This paper addresses the challenging problem of targetless LiDAR–camera extrinsic calibration. We propose an end-to-end differentiable calibration method based on neural rendering. Our key contribution is the first introduction of a LiDAR-point-cloud-driven 2D Gaussian rasterization scheme as a color-free texture representation, eliminating reliance on scene texture and illumination conditions. We formulate a unified optimization framework integrating photometric, reprojection, and triangulation geometric constraints to ensure geometrically consistent extrinsic estimation. The method requires no artificial calibration targets (e.g., checkerboards) or auxiliary objects and supports fully differentiable end-to-end training. Evaluated on real-world scenes, it achieves sub-pixel reprojection accuracy and reduces calibration error by 37% over state-of-the-art methods. It demonstrates significantly enhanced robustness and practicality in texture-poor, low-light, and dynamic environments.
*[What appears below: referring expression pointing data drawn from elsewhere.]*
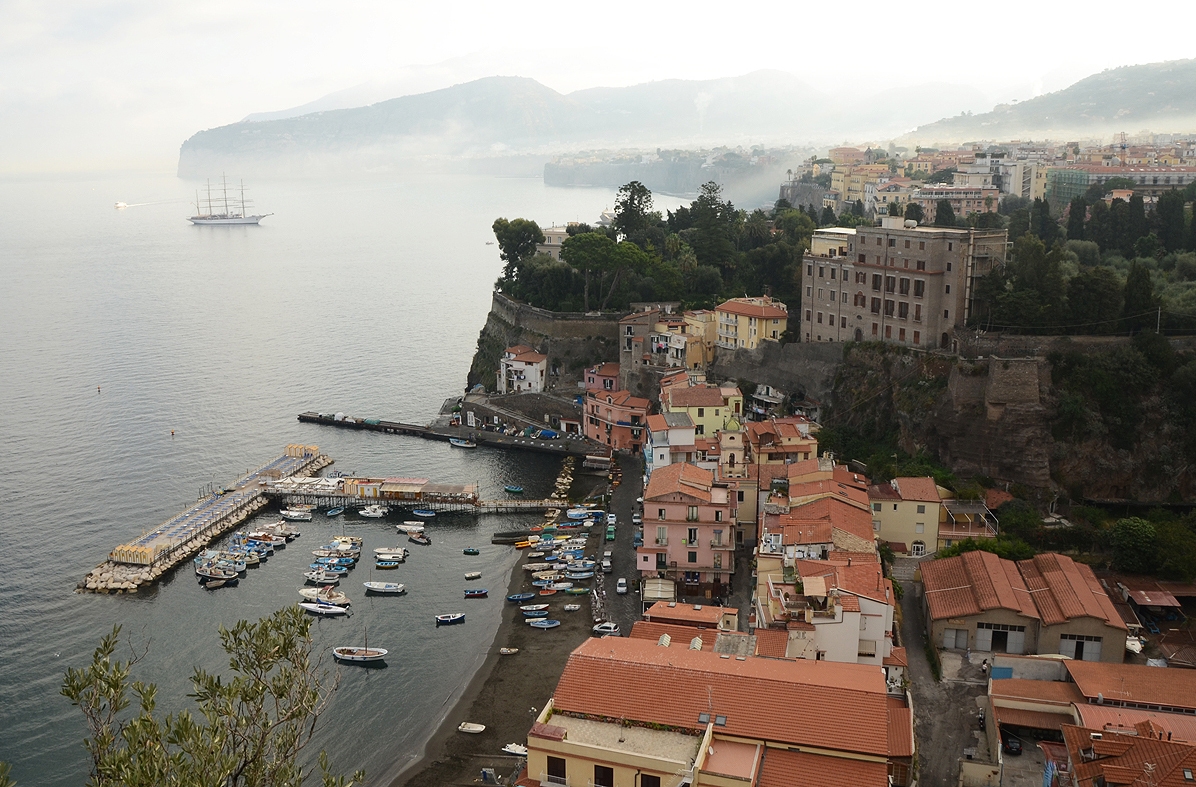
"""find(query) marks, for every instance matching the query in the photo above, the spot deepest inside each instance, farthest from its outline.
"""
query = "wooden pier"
(560, 446)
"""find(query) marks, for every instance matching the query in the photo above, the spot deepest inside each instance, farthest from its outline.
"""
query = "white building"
(522, 370)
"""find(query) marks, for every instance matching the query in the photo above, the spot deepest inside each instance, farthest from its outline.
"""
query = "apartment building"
(616, 419)
(743, 323)
(522, 370)
(689, 530)
(910, 285)
(632, 712)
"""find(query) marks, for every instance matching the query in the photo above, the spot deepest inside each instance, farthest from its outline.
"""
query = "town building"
(616, 419)
(911, 285)
(603, 377)
(632, 712)
(522, 370)
(1049, 604)
(743, 323)
(689, 530)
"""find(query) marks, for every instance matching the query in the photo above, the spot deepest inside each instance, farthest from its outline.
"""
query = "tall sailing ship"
(220, 209)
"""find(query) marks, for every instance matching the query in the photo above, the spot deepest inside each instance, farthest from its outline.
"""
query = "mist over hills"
(1157, 96)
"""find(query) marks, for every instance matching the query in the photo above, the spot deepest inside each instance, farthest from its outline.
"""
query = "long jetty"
(140, 562)
(481, 437)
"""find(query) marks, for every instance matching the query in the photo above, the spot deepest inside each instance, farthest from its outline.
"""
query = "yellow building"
(743, 323)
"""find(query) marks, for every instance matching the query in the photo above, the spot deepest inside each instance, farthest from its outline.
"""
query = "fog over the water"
(116, 84)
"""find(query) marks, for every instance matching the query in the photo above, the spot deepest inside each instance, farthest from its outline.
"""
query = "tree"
(1076, 213)
(944, 214)
(250, 726)
(517, 242)
(1133, 541)
(1139, 298)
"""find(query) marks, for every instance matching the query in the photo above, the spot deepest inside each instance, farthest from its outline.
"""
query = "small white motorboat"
(359, 654)
(325, 595)
(384, 587)
(319, 608)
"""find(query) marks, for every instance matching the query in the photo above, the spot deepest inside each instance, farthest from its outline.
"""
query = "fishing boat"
(325, 595)
(385, 587)
(319, 608)
(292, 514)
(359, 654)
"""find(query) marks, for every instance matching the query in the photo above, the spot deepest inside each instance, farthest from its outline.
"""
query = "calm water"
(365, 297)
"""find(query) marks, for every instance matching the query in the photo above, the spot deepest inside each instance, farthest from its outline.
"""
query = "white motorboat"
(359, 654)
(325, 595)
(385, 587)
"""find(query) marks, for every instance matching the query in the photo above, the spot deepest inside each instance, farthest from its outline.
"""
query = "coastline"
(502, 691)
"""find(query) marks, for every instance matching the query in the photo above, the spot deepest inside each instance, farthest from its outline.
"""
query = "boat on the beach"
(359, 654)
(319, 608)
(293, 514)
(384, 587)
(325, 595)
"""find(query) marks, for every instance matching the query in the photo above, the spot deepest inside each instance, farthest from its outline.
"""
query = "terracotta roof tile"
(810, 702)
(782, 768)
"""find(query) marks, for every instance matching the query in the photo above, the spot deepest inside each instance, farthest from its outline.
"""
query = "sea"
(145, 361)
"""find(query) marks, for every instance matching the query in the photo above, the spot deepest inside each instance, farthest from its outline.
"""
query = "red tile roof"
(783, 768)
(1063, 590)
(975, 583)
(1134, 683)
(810, 702)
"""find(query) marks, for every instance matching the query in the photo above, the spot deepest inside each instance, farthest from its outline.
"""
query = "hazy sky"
(122, 83)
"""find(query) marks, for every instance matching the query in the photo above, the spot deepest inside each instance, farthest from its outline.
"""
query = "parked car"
(1011, 744)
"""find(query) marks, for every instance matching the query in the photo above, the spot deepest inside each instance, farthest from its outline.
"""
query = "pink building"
(689, 529)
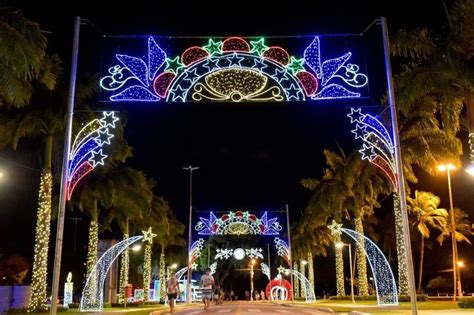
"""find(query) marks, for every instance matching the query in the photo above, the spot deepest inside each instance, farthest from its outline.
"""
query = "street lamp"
(457, 283)
(341, 245)
(188, 287)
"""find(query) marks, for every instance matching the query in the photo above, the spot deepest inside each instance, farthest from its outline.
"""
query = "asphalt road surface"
(242, 308)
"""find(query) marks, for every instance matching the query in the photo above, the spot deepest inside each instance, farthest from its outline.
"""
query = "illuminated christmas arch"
(92, 299)
(238, 223)
(232, 70)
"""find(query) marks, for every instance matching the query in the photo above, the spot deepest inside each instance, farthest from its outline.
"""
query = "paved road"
(240, 308)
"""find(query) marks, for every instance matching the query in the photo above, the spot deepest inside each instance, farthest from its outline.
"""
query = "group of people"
(209, 290)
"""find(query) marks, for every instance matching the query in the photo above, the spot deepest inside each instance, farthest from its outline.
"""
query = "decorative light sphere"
(239, 253)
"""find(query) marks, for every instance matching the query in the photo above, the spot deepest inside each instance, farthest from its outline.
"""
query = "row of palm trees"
(433, 86)
(33, 101)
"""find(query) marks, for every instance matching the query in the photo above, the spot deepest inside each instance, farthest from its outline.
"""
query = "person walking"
(206, 283)
(172, 290)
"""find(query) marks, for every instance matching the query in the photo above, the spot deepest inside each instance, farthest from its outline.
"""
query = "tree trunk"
(296, 281)
(339, 267)
(362, 284)
(124, 267)
(43, 230)
(401, 250)
(422, 254)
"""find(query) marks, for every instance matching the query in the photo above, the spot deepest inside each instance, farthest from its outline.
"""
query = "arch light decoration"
(308, 288)
(93, 294)
(234, 69)
(385, 285)
(238, 223)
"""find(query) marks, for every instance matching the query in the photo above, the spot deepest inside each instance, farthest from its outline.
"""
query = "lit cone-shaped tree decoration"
(148, 240)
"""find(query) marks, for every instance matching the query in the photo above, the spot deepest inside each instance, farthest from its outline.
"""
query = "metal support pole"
(398, 160)
(289, 245)
(188, 287)
(456, 280)
(352, 275)
(67, 144)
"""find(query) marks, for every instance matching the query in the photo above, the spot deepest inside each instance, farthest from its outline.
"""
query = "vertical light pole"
(67, 144)
(188, 287)
(398, 160)
(289, 245)
(456, 281)
(341, 245)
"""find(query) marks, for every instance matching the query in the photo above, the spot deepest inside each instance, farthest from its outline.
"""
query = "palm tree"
(424, 214)
(463, 228)
(23, 59)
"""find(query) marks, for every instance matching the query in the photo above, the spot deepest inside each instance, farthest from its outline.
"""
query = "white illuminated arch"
(384, 281)
(308, 288)
(93, 294)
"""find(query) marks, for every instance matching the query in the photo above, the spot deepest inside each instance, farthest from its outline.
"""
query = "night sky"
(252, 156)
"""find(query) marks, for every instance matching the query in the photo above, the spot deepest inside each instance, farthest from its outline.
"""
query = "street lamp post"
(188, 287)
(456, 281)
(341, 245)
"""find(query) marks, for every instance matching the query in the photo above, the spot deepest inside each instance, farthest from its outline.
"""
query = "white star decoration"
(335, 228)
(148, 236)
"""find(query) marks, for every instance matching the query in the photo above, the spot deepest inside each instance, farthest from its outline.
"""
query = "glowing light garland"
(148, 240)
(362, 283)
(87, 149)
(306, 288)
(92, 298)
(377, 147)
(265, 270)
(335, 229)
(385, 285)
(162, 269)
(231, 64)
(303, 273)
(124, 270)
(283, 250)
(296, 282)
(311, 269)
(92, 250)
(43, 228)
(238, 253)
(238, 223)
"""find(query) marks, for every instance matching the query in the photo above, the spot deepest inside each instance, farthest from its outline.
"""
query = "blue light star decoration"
(157, 77)
(87, 150)
(377, 144)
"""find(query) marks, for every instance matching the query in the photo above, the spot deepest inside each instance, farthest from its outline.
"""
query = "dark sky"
(251, 156)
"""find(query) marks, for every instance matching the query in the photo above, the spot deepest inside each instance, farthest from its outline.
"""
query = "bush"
(466, 303)
(419, 298)
(357, 298)
(401, 298)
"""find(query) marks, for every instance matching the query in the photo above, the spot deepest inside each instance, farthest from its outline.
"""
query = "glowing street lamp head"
(470, 169)
(136, 247)
(444, 167)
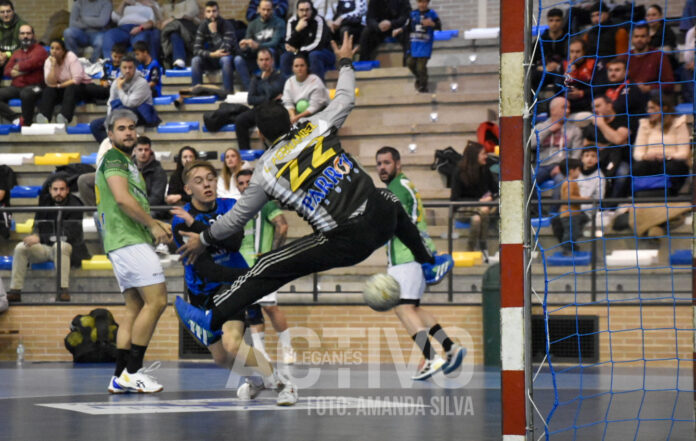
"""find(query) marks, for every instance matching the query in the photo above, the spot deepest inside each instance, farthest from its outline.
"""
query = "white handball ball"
(381, 292)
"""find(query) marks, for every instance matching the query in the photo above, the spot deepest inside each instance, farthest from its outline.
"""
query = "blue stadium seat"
(681, 257)
(578, 258)
(25, 191)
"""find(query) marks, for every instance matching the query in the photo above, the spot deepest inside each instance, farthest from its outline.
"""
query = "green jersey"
(119, 230)
(259, 232)
(403, 188)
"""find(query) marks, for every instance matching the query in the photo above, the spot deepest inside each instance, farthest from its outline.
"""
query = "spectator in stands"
(558, 140)
(661, 37)
(421, 25)
(65, 84)
(383, 16)
(25, 67)
(662, 144)
(176, 195)
(152, 171)
(132, 91)
(578, 70)
(9, 31)
(149, 67)
(592, 184)
(572, 218)
(280, 9)
(136, 20)
(609, 132)
(626, 98)
(304, 93)
(554, 48)
(472, 180)
(8, 179)
(266, 31)
(231, 165)
(645, 65)
(88, 22)
(266, 86)
(307, 32)
(180, 19)
(41, 246)
(605, 39)
(346, 16)
(215, 47)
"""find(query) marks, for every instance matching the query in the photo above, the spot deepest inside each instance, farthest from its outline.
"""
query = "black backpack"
(92, 337)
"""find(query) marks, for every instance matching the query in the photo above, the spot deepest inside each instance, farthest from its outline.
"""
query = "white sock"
(257, 338)
(284, 338)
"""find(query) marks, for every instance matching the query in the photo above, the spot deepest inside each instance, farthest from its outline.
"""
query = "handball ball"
(381, 292)
(301, 106)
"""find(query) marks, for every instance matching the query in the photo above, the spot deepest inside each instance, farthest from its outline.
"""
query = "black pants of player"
(29, 96)
(67, 97)
(346, 245)
(243, 124)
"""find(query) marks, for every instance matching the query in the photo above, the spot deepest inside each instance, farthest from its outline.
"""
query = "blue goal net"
(611, 217)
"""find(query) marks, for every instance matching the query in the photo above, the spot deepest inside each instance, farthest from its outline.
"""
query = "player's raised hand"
(346, 50)
(192, 247)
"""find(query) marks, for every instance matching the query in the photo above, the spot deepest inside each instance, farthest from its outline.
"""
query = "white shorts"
(267, 300)
(136, 266)
(410, 278)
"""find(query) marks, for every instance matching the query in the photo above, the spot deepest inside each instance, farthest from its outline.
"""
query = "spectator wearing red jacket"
(25, 67)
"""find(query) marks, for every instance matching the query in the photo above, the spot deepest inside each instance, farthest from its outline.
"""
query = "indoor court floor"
(62, 401)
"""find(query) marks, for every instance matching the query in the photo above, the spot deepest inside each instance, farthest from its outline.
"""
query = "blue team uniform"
(421, 36)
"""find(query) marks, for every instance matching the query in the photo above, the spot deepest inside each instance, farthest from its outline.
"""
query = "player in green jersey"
(419, 323)
(128, 235)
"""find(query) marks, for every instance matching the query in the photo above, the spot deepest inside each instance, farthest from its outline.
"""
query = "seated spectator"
(132, 91)
(578, 70)
(304, 94)
(346, 16)
(662, 145)
(421, 26)
(136, 20)
(176, 195)
(265, 86)
(558, 140)
(152, 171)
(307, 33)
(41, 246)
(591, 182)
(180, 19)
(661, 37)
(9, 31)
(231, 165)
(8, 179)
(572, 218)
(214, 48)
(149, 67)
(383, 16)
(605, 39)
(65, 84)
(645, 65)
(88, 22)
(472, 180)
(265, 31)
(25, 67)
(609, 132)
(626, 98)
(550, 56)
(280, 9)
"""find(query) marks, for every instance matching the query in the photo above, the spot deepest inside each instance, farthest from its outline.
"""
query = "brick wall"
(316, 331)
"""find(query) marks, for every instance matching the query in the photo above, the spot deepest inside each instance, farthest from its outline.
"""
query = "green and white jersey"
(259, 232)
(403, 188)
(119, 230)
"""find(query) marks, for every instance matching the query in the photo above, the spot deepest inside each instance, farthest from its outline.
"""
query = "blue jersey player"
(220, 263)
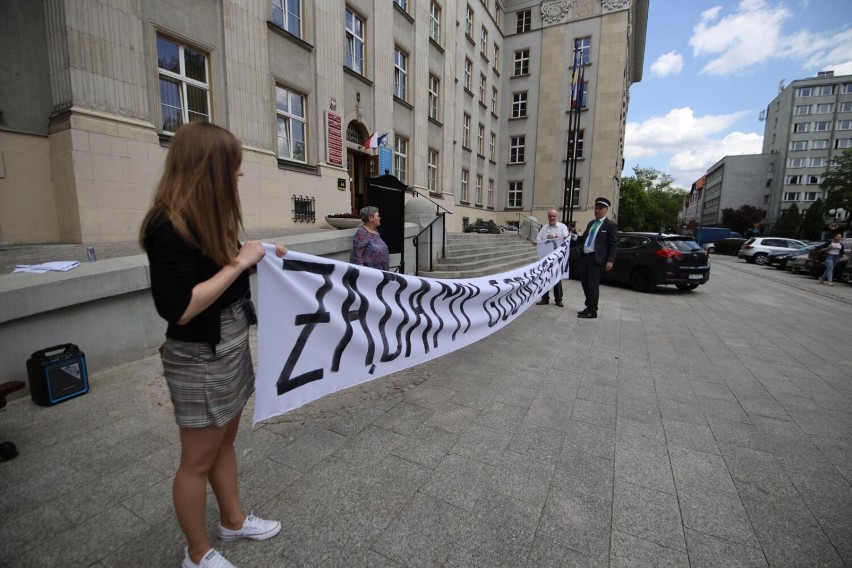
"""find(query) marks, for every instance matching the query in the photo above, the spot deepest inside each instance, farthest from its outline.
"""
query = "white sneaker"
(253, 528)
(210, 560)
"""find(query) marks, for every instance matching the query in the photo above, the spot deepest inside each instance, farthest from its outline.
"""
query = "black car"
(483, 227)
(647, 260)
(779, 259)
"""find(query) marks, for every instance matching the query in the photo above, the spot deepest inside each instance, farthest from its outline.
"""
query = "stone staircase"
(469, 255)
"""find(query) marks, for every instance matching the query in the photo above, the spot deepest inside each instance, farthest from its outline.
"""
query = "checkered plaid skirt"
(207, 388)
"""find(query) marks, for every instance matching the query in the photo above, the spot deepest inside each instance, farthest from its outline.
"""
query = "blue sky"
(712, 66)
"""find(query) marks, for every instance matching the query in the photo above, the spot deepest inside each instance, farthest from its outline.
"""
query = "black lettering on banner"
(415, 301)
(350, 282)
(445, 293)
(388, 277)
(285, 381)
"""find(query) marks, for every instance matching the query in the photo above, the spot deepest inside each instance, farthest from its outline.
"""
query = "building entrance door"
(360, 166)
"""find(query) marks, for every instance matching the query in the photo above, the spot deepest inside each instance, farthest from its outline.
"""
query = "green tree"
(789, 222)
(814, 224)
(648, 202)
(837, 182)
(742, 219)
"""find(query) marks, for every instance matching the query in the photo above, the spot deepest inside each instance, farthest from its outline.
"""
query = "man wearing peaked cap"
(599, 246)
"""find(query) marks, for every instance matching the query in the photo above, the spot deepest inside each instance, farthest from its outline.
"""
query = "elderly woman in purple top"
(368, 248)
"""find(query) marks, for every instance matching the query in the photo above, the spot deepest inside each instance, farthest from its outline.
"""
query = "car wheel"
(642, 280)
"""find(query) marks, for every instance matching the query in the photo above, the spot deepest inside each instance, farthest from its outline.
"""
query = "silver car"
(756, 249)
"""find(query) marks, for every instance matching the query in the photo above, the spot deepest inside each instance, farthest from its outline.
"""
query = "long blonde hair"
(198, 190)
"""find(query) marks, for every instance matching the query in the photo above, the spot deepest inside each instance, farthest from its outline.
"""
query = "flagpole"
(568, 186)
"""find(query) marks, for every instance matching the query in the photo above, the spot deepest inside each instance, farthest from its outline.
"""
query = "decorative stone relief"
(614, 5)
(556, 12)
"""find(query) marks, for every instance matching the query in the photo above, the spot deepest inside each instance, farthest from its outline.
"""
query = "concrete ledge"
(106, 309)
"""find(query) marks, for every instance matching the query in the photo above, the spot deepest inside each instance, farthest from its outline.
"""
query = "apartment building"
(807, 125)
(473, 95)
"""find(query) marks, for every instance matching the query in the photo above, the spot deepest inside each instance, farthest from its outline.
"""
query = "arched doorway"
(359, 163)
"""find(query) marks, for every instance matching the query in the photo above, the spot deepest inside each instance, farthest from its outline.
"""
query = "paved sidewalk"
(705, 428)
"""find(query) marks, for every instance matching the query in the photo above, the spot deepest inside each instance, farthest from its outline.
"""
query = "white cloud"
(691, 144)
(670, 63)
(752, 34)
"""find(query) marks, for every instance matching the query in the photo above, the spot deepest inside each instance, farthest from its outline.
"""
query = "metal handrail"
(440, 216)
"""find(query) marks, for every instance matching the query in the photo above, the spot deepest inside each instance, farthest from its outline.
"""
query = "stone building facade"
(93, 89)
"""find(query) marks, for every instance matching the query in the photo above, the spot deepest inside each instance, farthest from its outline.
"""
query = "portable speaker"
(57, 373)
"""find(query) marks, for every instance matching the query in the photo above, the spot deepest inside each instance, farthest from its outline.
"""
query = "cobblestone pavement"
(705, 428)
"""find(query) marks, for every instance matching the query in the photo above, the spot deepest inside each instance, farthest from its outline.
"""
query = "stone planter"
(343, 222)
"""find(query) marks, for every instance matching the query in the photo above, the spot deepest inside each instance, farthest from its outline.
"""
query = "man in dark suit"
(599, 246)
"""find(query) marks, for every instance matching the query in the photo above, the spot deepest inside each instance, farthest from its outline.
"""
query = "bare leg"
(199, 450)
(223, 479)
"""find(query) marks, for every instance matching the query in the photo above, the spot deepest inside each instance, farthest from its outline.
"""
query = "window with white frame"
(354, 42)
(435, 22)
(465, 177)
(288, 15)
(516, 149)
(515, 195)
(466, 131)
(290, 118)
(400, 73)
(184, 87)
(522, 62)
(583, 49)
(523, 22)
(400, 157)
(519, 105)
(434, 90)
(432, 171)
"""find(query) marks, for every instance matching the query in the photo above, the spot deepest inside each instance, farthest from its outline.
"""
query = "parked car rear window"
(683, 245)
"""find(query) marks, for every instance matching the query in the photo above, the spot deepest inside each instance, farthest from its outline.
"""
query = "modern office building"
(807, 125)
(473, 95)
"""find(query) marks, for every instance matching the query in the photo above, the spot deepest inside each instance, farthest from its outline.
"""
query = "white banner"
(325, 325)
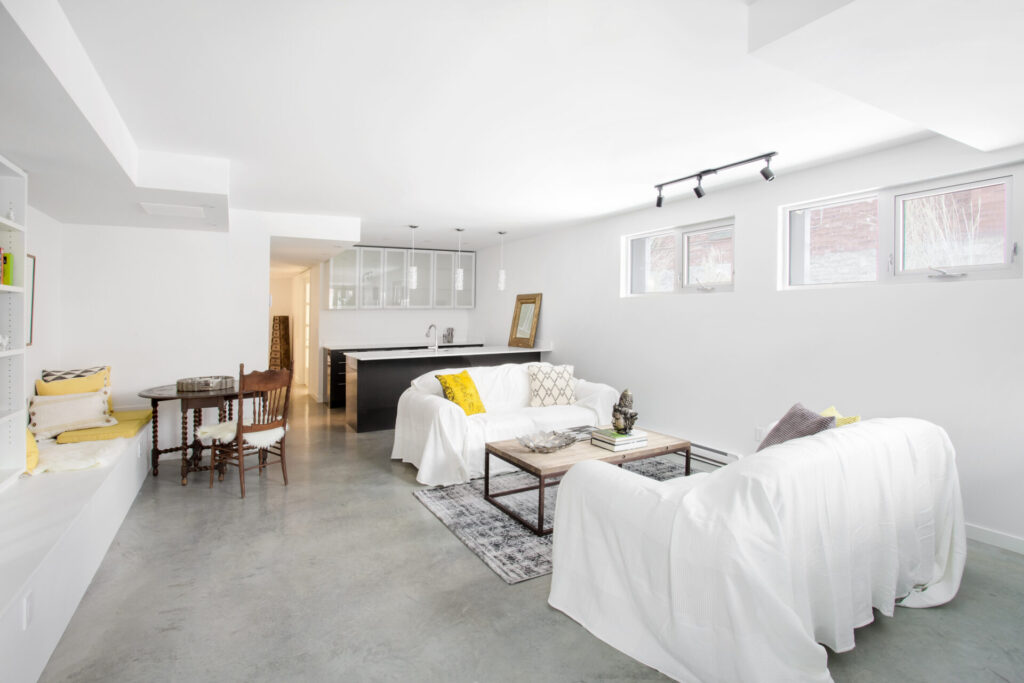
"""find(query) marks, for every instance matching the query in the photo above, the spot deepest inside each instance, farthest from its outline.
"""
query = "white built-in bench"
(56, 529)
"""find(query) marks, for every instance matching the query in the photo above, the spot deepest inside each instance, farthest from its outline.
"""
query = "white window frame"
(883, 255)
(681, 232)
(929, 189)
(890, 231)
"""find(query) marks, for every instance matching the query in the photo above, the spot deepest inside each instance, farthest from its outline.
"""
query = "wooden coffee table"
(549, 467)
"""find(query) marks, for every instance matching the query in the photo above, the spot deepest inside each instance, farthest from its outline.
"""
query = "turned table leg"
(155, 455)
(184, 443)
(197, 443)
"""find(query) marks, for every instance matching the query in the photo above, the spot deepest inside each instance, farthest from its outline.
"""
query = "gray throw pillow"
(796, 423)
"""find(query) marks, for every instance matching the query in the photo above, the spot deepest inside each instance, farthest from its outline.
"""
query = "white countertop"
(430, 353)
(404, 344)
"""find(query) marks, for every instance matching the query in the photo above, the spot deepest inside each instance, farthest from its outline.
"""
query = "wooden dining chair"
(260, 425)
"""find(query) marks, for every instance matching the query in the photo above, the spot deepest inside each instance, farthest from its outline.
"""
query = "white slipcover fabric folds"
(446, 445)
(739, 574)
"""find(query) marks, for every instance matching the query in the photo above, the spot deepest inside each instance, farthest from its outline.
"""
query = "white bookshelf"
(13, 195)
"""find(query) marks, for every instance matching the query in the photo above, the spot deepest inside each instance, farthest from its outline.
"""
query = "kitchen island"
(376, 379)
(334, 363)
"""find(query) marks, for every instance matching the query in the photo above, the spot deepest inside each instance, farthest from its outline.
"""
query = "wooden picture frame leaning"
(524, 317)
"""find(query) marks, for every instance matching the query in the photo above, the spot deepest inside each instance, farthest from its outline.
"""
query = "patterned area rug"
(510, 549)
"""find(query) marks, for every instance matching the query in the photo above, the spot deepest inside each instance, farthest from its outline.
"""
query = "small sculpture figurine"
(623, 415)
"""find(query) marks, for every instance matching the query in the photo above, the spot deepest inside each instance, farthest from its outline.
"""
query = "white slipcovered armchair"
(446, 445)
(739, 574)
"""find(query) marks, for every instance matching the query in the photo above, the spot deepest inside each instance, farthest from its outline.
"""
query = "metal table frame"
(543, 481)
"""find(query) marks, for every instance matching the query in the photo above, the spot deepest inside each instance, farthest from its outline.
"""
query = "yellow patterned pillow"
(461, 390)
(84, 384)
(830, 412)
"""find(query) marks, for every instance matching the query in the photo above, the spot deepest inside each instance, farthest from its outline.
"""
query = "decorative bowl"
(546, 441)
(210, 383)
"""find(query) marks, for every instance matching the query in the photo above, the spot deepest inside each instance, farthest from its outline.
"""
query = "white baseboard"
(993, 538)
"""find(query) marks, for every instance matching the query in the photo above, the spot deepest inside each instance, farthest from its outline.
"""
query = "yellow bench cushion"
(31, 452)
(129, 424)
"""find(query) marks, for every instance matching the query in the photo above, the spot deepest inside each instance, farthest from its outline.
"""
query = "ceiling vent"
(173, 210)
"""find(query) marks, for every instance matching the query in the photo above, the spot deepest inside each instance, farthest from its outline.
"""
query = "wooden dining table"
(192, 450)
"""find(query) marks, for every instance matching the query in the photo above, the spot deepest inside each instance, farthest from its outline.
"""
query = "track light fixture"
(766, 173)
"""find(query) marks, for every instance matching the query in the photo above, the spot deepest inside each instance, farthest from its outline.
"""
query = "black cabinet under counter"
(376, 379)
(334, 366)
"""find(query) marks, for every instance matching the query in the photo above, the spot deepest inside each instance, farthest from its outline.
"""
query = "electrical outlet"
(27, 604)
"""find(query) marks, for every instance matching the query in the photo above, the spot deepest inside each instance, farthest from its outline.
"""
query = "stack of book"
(612, 440)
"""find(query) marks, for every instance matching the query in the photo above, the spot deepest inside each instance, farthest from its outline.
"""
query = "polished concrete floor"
(343, 575)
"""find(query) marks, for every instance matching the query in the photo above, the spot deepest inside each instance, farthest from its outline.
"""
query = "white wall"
(340, 328)
(162, 304)
(43, 240)
(714, 367)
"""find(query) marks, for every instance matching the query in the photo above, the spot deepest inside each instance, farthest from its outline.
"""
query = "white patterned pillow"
(57, 375)
(551, 385)
(49, 416)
LiDAR-camera systems have become increasingly popular in robotics recently. A critical and initial step in integrating the LiDAR and camera data is the calibration of the LiDAR-camera system. Most existing calibration methods rely on auxiliary target objects, which often involve complex manual operations, whereas targetless methods have yet to achieve practical effectiveness. Recognizing that 2D Gaussian Splatting (2DGS) can reconstruct geometric information from camera image sequences, we propose a calibration method that estimates LiDAR-camera extrinsic parameters using geometric constraints. The proposed method begins by reconstructing colorless 2DGS using LiDAR point clouds. Subsequently, we update the colors of the Gaussian splats by minimizing the photometric loss. The extrinsic parameters are optimized during this process. Additionally, we address the limitations of the photometric loss by incorporating the reprojection and triangulation losses, thereby enhancing the calibration robustness and accuracy.